This book traces the legacies of the two most extreme manifestations of tsarist antisemitism-pogroms and blood libels-in the Soviet Union, from 1917 to the early 1960s. Closely intertwined in history and memory, pogroms and blood libels were and are considered central to the Jewish experience in late Tsarist Russia, the only country on earth with large scale anti-Jewish violence in the early twentieth century. But their persistence and memory under the Bolsheviks-a chapter that is largely overlooked by the existing scholarship-significantly shaped the Soviet Jewish experience.
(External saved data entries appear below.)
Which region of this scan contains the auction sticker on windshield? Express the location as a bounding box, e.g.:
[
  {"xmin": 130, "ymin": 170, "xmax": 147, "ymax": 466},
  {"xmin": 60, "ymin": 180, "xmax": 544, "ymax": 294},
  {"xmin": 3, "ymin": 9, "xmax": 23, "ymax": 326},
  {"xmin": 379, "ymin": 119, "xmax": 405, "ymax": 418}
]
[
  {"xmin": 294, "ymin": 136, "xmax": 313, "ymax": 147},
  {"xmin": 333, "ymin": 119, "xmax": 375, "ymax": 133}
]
By exploring the phenomenon and the memory of pogroms and blood libels in the Soviet territories of the interwar period as well as, after World War II, in the newly annexed territories, Bemporad studies the social realities of everyday antisemitism through the emergence of communities of violence and memories of violence. The fifty-year-span from the Bolshevik Revolution to the early years of Krushchev included a living generation of Jews, and non-Jews alike, who remembered the Beilis Affair, the pogroms of the civil war and in some cases even the violence of the prerevolutionary years. Bemporad also examines the ways in which Jews reacted to and remembered the unprecedented violence of the pogroms of the Russian Civil War, and how they responded to and which strategies they adopted to confront accusations of ritual murder. By tracing the "afterlife" of pogroms and blood libels in the USSR,
Legacy of Blood sheds light on the broader question of the changing position of Jews in Soviet society. And by doing so it tells the story of the solid yet ever changing and at times ambivalent relationship between the Soviet state and the Jewish minority group.